I throw on my shoes, grab my backpack, and rush down to the bus station. I started working at North Star Medical Hospital in Providence, Rhode Island at the beginning of this year.

I love what I'm doing. The people in the hospital are great and very supportive. Although it's a heavy job to deal with, I have developed such a passion for work over the past few years.

My days are pretty consistent with work, eat, and sleep. I wake up, get on the bus to sleep or eat, work, go home on the bus to sleep or eat, and then go to bed. The shifts are sporadic, and I never know when I'm going to get called in. I've almost gained an appreciation for the unknowing in this job, since everything else in my life is set so straight.

I live in an apartment with Nora. She graduated with a degree in education and is teaching at an elementary school in the city. I'm pretty sure she'll move in with Flynn soon, once he puts a ring on it. The golden couple needs to make it out alive.

Sometimes I stop and think about how different my life had been back when I lived in Brookings, Oregon. I haven't been back there in three years, not since Vic and Jackie moved to Norway for their photography museum.

Jett stayed with the Kennedy's until he left for college, but he always came to visit me in Rhode Island or Nora at UCLA where she got her degree before she moved out here by me. Jett is now at Florida State University studying film. He has found so many close friends just in his first year of being there, which I guess I expected from that overly social kid.

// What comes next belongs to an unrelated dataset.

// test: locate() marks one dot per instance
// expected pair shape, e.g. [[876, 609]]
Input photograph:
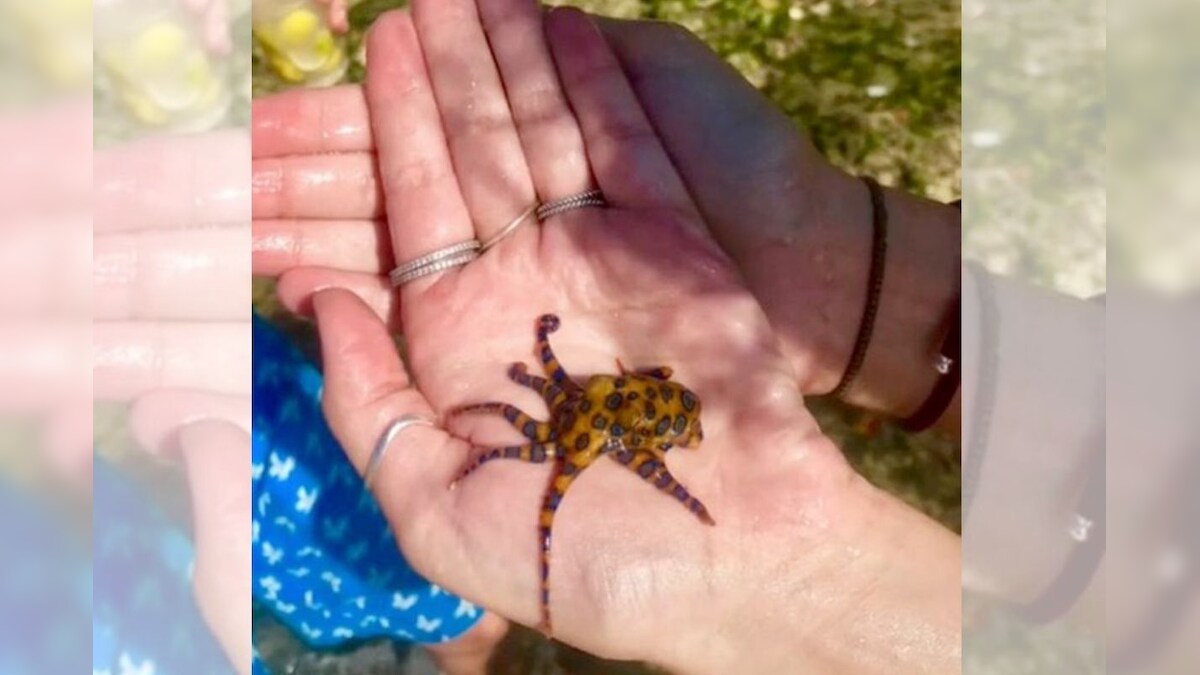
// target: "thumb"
[[217, 457]]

High School was a much better time for Jett than his primary school days had been. He joined so many different clubs and really found his passion for film. As for his relationship with Jonas, they decided that it was best to just keep being best friends, and they're still as strong as ever.

Jonas went to Oregon State this year to play soccer. He was on varsity all four years of high school and was one of the better players. I wish I had been able to make a game, but my schedule was too hectic to allow a trip back down to Oregon. With my class schedule and practicals all piling up, the only vacation times were my Monday nights watching the Bachelor/Bachelorette.

There were some days where all I wanted was to throw away my nursing shoes and go back to Oregon; however, there were days where all I wanted was to get a call at midnight to come in to the hospital and work all day and night.

I've been known to be a workaholic. I have been since I was a little girl, taking every babysitting job possible to avoid having any free time. It only makes sense that I fell right back into that lifestyle after I left Elliott.

Thinking back on my relationship with Elliott is so weird. I don't do it often, but there are days when it's all I think about. I lived with him for just over a month when we dated. He broke up with me after three months of being together. We were pretty much out of each other's lives for another three months, until we had those few months in the friendzone. I loved him with everything I had, and I don't regret leaving him.

I did not have any time for a boyfriend. I had work and school and that's just about it. It would not have been fair to keep Elliott in our on-and-off again, long-distance relationship for another five years while I tried to finish school. At first I hated myself for making that decision, but then it finally just settled in my heart that this is what he needed to be happy.

I don't hear much about Elliott these days, but last I heard he was doing great. He found a new job, no longer working for his dad. He took classes at the community college and got a degree in education. I was clearly shocked to hear he had chosen that path, but he is truly amazing with children, and I'm happy that he found something he actually wants to be doing.